The method is based on Minh D. Nguyen's 2009 MS thesis paper,
"Nonparametric Inference using Randomization and Permutation
Reference Distribution and their Monte-Carlo Approximation,"
<doi:10.15760/etd.7798>
See the nguyen vignette for a brief summary of the method.
First use dset to tabulate summary statistics for each permutation.
Then pass the results into cint to compute a confidence interval,
or into pval to calculate p-values.
Details
Our R function arguments and outputs are structured differently
than the similarly-named R functions in Nguyen (2009),
but the results are equivalent. In the nguyen vignette
we use our functions to replicate Nguyen's results.
Following Ernst (2004) and Nguyen (2009), we use "permutation methods" to include both randomization tests and permutation tests. In the simple settings in this R package, the randomization and permutation test mechanics are identical, but their interpretations may differ.
We say "randomization test" under the model where the units are not necessarily a random sample, but the treatment assignment was random. The null hypothesis is that the treatment has no effect.
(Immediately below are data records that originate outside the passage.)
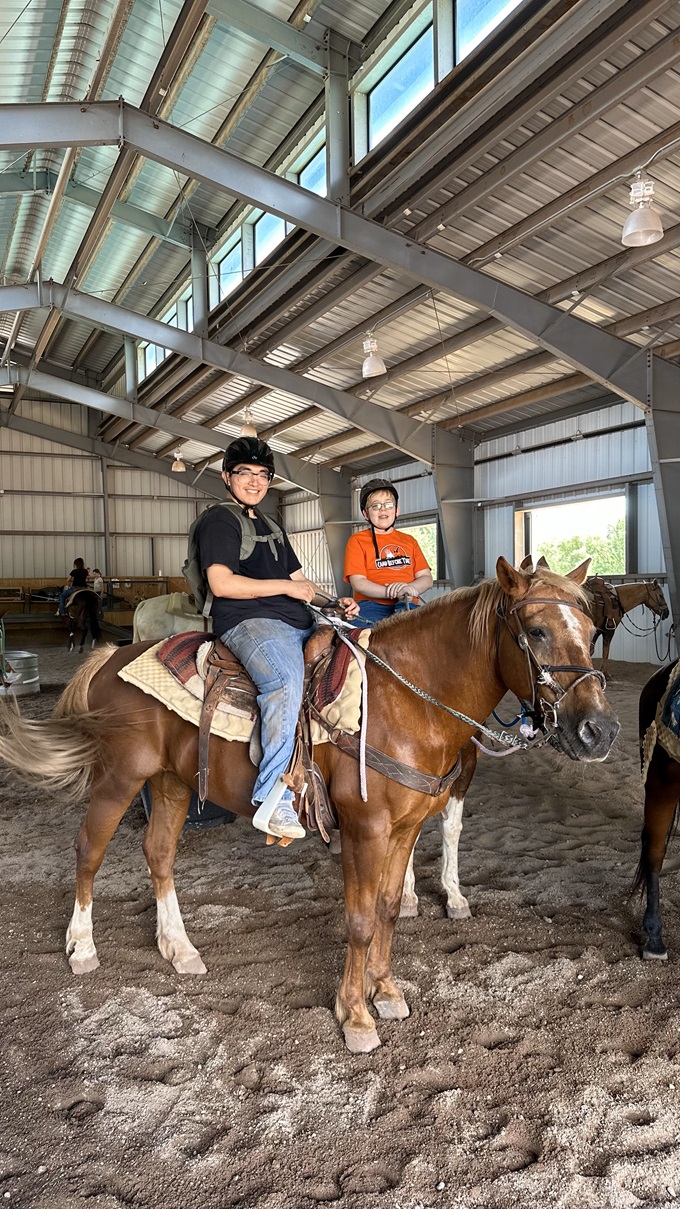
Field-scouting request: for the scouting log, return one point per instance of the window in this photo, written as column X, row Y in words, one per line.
column 269, row 231
column 312, row 175
column 476, row 19
column 427, row 537
column 407, row 82
column 568, row 533
column 230, row 270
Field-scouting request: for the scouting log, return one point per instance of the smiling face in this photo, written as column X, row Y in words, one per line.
column 381, row 510
column 248, row 482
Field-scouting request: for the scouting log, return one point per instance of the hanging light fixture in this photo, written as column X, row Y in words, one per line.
column 373, row 365
column 247, row 427
column 644, row 225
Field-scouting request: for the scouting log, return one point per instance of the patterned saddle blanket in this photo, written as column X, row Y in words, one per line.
column 173, row 672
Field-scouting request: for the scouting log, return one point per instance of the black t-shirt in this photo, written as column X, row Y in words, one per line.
column 79, row 577
column 219, row 541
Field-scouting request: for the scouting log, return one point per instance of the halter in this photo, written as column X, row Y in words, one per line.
column 548, row 717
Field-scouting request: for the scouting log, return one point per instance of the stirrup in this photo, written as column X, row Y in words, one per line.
column 265, row 810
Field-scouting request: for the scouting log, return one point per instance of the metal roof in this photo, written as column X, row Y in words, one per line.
column 517, row 165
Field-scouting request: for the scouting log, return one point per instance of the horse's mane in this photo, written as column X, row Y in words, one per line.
column 488, row 594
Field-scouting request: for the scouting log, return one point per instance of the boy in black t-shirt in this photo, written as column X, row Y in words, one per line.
column 78, row 578
column 259, row 612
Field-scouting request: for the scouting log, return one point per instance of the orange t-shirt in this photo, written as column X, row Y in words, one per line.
column 399, row 561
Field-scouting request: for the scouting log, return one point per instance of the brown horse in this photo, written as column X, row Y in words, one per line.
column 82, row 614
column 662, row 794
column 621, row 600
column 523, row 632
column 606, row 619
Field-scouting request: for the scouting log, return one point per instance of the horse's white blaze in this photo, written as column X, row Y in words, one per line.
column 173, row 941
column 451, row 827
column 80, row 941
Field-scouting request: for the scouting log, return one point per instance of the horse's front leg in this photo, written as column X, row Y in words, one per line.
column 364, row 845
column 662, row 790
column 380, row 987
column 170, row 798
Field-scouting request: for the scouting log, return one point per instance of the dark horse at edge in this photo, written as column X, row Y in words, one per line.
column 662, row 804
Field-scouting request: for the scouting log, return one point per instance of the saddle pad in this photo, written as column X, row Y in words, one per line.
column 148, row 674
column 178, row 605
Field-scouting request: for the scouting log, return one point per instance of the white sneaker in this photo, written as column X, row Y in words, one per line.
column 284, row 822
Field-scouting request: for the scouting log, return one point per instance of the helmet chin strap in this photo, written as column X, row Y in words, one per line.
column 382, row 531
In this case we can make causal inferences about the treatment effect (difference between groups) for this set of individuals, but cannot necessarily generalize to other populations.
By contrast, we say "permutation test" under the model where the units were randomly sampled from two distinct subpopulations. The null hypothesis is that the two groups have identical CDFs. In this case we can make inferences about differences between subpopulations, but there's not necessarily any "treatment" to speak of and causal inferences may not be relevant.
References
Ernst, M.D. (2004). "Permutation Methods: A Basis for Exact Inference," Statistical Science, vol. 19, no. 4, 676-685, <doi:10.1214/088342304000000396>.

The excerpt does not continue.